Eilan said, "Because I love music, and I cannot sing.”
"Your voice is soft but sweet, for I have heard it.”
"Grandfather says that next to Dieda, I croak like a frog,” Eilan said bitterly. "In our house it was always left to her to sing.”
"I think he is mistaken; but this time I will not argue, for even I must admit that he is one of our greatest bards. Dieda has a very beautiful voice, perhaps from him. Next to such a voice as your kinswoman’s we are all frogs croaking, child, so do not grieve. You can learn the stories of the gods, even if you cannot sing them as well as she; I think you will have no trouble becoming a spell singer anyway. We cannot all have the finest voices, even among the bards.”
And, indeed, Eilan was taught to sing many of the spells she had to memorize, and a few of the simpler Words of Power were confided to her, even that first year.
One day when she was being instructed in spells by Caillean, the older woman asked, "Do you remember that night after Mairi’s child was born, when I frightened away the raiders by throwing fire at them?”
"I will never forget it,” Eilan said.
"Remember I told you that you could learn to do it, if you had the proper teaching?”
Eilan nodded, her heart beginning to pound, whether with excitement or fear, she did not know.
"Well, I will teach you now. The important thing to remember is that the fire cannot harm you; you have seen me handle it, and so you know within yourself that it can be done.” She picked up the girl’s slender white fingers in her own cool ones and breathed on the palm of Eilan’s hand.
"Now,” she said, "the important thing is to trust yourself. Reach quickly into the fire, and pick up a handful of live coals; the fire can only harm you because you believe it is in the nature of fire to burn; once you know its true spiritual nature, you can handle it as you would a handful of dry leaves. Fire burns within you as it burns on the hearth. How can one flame harm another? Let the spark of life within you welcome fire!”
Eilan quailed, but it was true that she had seen Caillean do this trick; and she trusted the older woman completely. She reached towards the brazier of live coals; heat touched her face, but Caillean said firmly, "Do not hesitate—do it quickly!” And Eilan thrust her hand into the flames.

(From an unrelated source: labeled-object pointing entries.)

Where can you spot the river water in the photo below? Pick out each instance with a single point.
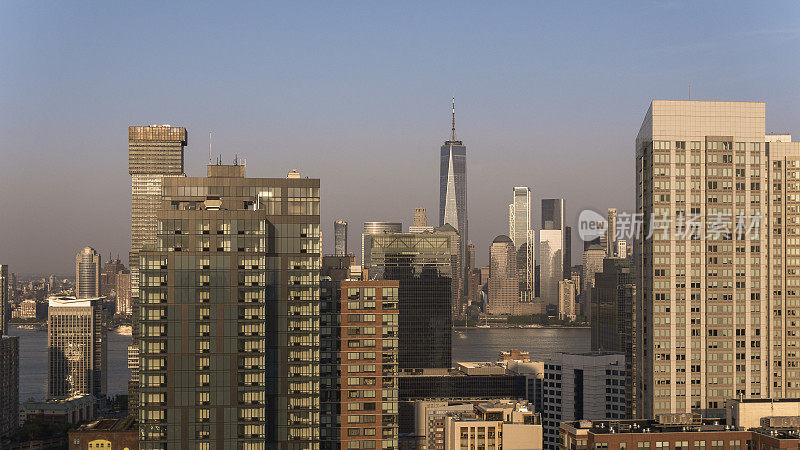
(474, 344)
(33, 362)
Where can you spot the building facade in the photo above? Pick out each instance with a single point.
(372, 228)
(230, 301)
(613, 319)
(712, 288)
(76, 347)
(567, 308)
(503, 277)
(340, 237)
(522, 234)
(551, 251)
(581, 386)
(369, 364)
(426, 264)
(87, 273)
(453, 188)
(9, 385)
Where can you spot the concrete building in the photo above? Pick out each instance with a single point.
(551, 251)
(9, 385)
(581, 386)
(453, 190)
(718, 259)
(230, 319)
(492, 426)
(613, 319)
(106, 434)
(5, 300)
(123, 291)
(522, 234)
(373, 228)
(567, 308)
(87, 273)
(76, 347)
(503, 277)
(369, 364)
(427, 265)
(340, 237)
(611, 233)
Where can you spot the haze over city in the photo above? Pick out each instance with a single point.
(358, 95)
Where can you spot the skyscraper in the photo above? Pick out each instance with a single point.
(5, 306)
(230, 314)
(87, 273)
(371, 228)
(340, 237)
(503, 277)
(9, 385)
(700, 174)
(425, 264)
(76, 346)
(551, 251)
(369, 338)
(521, 233)
(420, 217)
(453, 187)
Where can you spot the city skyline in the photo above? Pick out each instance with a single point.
(521, 111)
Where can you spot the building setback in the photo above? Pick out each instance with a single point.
(230, 303)
(369, 364)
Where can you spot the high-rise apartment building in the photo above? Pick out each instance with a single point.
(453, 189)
(230, 305)
(581, 386)
(714, 264)
(611, 232)
(371, 228)
(9, 385)
(613, 318)
(426, 265)
(123, 289)
(76, 347)
(567, 291)
(340, 237)
(551, 251)
(504, 283)
(369, 364)
(87, 273)
(5, 305)
(522, 234)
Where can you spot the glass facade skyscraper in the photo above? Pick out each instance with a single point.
(230, 304)
(425, 264)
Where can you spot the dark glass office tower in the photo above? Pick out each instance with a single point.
(230, 304)
(453, 188)
(425, 264)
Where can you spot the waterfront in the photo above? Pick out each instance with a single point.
(33, 362)
(484, 344)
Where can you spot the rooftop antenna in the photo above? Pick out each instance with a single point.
(453, 129)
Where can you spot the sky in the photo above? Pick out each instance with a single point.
(548, 95)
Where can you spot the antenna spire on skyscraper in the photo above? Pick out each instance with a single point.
(453, 129)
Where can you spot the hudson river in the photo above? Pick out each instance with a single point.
(474, 344)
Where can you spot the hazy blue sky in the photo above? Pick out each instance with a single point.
(548, 94)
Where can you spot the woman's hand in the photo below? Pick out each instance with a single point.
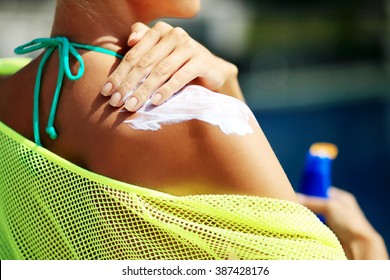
(161, 61)
(344, 216)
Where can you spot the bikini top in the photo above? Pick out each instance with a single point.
(65, 49)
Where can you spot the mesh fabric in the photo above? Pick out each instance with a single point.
(53, 209)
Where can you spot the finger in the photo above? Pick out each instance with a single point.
(315, 204)
(138, 31)
(166, 69)
(151, 71)
(130, 59)
(180, 79)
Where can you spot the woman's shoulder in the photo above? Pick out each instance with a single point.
(229, 114)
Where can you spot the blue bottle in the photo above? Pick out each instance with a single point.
(316, 177)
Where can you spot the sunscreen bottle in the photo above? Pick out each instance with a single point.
(316, 178)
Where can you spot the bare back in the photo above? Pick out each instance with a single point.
(193, 156)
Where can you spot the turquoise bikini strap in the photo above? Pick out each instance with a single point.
(65, 49)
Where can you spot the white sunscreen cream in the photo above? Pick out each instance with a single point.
(195, 103)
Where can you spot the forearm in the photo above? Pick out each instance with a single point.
(369, 247)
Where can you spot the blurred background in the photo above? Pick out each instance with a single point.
(310, 70)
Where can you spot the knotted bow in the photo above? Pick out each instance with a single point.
(65, 49)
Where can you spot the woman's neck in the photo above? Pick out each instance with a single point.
(106, 26)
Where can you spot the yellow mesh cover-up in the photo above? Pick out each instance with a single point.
(53, 209)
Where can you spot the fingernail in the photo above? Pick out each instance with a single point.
(132, 37)
(115, 99)
(106, 89)
(156, 98)
(131, 103)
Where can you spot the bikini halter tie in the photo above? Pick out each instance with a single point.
(65, 49)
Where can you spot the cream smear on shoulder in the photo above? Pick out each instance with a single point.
(196, 103)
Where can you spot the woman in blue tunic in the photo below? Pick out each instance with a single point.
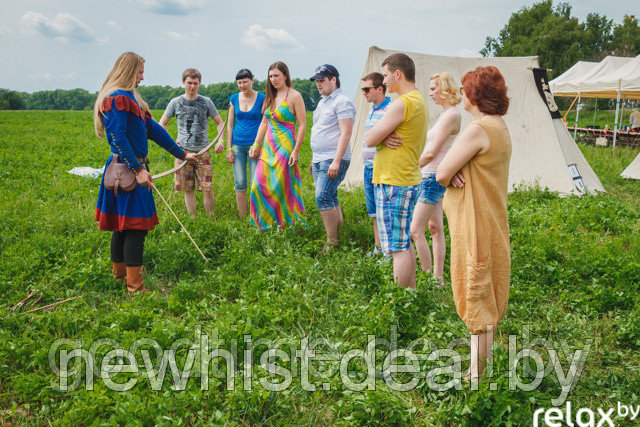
(123, 117)
(245, 116)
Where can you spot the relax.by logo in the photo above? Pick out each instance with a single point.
(583, 417)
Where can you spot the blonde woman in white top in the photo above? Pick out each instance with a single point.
(428, 210)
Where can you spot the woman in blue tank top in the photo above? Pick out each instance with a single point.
(245, 115)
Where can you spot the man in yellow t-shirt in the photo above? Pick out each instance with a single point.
(400, 135)
(634, 119)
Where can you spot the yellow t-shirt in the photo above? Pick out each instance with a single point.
(400, 166)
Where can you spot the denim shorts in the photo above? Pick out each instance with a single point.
(369, 194)
(241, 155)
(327, 188)
(395, 206)
(430, 190)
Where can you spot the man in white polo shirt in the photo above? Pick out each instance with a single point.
(332, 123)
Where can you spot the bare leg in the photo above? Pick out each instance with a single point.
(190, 202)
(404, 268)
(209, 202)
(421, 215)
(376, 235)
(436, 227)
(241, 201)
(331, 219)
(480, 353)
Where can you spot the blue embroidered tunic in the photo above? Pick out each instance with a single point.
(127, 129)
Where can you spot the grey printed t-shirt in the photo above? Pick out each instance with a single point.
(193, 116)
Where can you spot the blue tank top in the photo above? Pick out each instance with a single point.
(247, 123)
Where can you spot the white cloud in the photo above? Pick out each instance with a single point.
(468, 53)
(5, 31)
(170, 7)
(51, 78)
(63, 27)
(269, 39)
(114, 25)
(182, 37)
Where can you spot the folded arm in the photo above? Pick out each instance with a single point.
(391, 119)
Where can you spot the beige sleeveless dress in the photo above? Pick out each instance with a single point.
(479, 230)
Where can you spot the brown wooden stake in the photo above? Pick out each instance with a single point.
(179, 222)
(51, 305)
(23, 301)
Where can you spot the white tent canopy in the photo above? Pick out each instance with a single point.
(569, 81)
(543, 151)
(633, 170)
(624, 79)
(612, 75)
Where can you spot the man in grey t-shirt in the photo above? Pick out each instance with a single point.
(193, 112)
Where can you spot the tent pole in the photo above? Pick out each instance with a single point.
(564, 118)
(615, 127)
(575, 128)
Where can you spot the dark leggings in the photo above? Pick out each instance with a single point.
(127, 246)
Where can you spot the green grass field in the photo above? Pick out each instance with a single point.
(575, 283)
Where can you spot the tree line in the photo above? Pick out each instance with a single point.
(156, 96)
(547, 31)
(560, 40)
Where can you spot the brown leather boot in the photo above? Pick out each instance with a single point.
(120, 272)
(134, 280)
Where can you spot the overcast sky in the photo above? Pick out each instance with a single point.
(73, 43)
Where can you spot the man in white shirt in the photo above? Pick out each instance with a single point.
(332, 124)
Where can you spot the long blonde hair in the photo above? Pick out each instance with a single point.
(122, 76)
(448, 88)
(270, 97)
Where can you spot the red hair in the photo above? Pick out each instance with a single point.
(485, 88)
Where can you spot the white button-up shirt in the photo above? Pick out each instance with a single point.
(325, 132)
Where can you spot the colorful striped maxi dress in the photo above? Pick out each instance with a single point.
(276, 193)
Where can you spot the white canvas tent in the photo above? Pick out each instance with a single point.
(569, 81)
(543, 151)
(633, 170)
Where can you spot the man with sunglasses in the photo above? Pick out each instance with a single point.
(332, 124)
(374, 91)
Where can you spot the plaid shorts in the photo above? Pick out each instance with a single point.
(185, 177)
(394, 208)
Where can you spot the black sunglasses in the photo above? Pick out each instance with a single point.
(366, 89)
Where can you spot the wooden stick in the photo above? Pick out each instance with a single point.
(179, 222)
(36, 301)
(51, 305)
(23, 301)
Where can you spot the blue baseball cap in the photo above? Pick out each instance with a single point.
(325, 70)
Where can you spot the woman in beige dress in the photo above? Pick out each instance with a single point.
(476, 174)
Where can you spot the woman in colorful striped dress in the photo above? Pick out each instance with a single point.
(276, 194)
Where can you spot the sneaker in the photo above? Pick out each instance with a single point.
(375, 252)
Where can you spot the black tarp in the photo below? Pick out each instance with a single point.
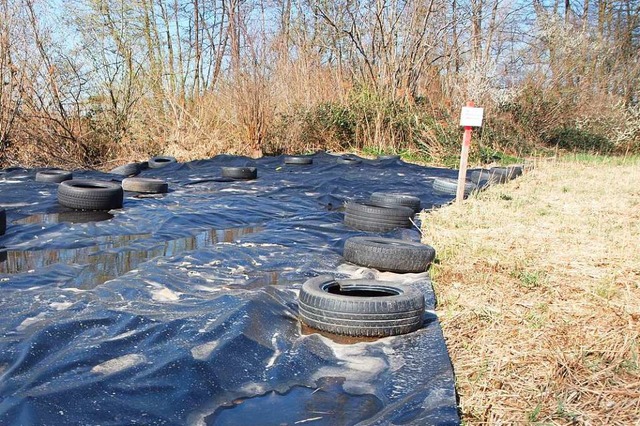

On her cheeks she could still feel heat, but to her astonishment, the coals felt like a handful of winter snow. Caillean, watching her wondering face, said, "Drop it, quickly now.” Eilan opened her fingers against a sudden blast of heat and the coals rolled on to the hearthstone. She stared at her hands in wonder.
"Did I really do that?”
"You did,” Caillean said. The coal had reached a cloth lying in the hearth, which began to smolder. A strong stink of burning cloth rose suddenly from the singed edges as Caillean picked it up and blew it out.
Eilan stared at her in astonishment. "How did you know that in another moment it was going to burn?”
Caillean said, "I could feel you beginning to think and wonder and doubt. Doubt is the enemy of magic. We are taught to do things like this to astonish the common people with wonders and marvels, or to guard ourselves in danger. But you must learn,” she cautioned, "that it is not right to do miracles for the sake of merely astonishing the once-born. Even to preserve yourself against danger, you must be wary of doing what may seem miracles. It may not have been altogether wise to use it that night in Mairi’s house; but done is done. Now that you know it is possible, you shall learn when it is right to use such things, and when it is not.”
As the year’s passage was marked by the festivals, the girls received not only the lore of the gods each festival honored but the meaning behind the tales, many of which, true in symbol, were not true in fact. They argued about the virginity of the goddess Arianrhod, and the fate of the bright son she so unwillingly bore; they analyzed the transformations of Gwion who tasted the brew in the cauldron of wisdom. They learned the secret lore of the Sacred King and the Lady of Sovereignty. And in the darkest days of winter, they contemplated the mysteries of the shadowy goddesses whose bloody faces and withered flesh were the embodiment of men’s fears.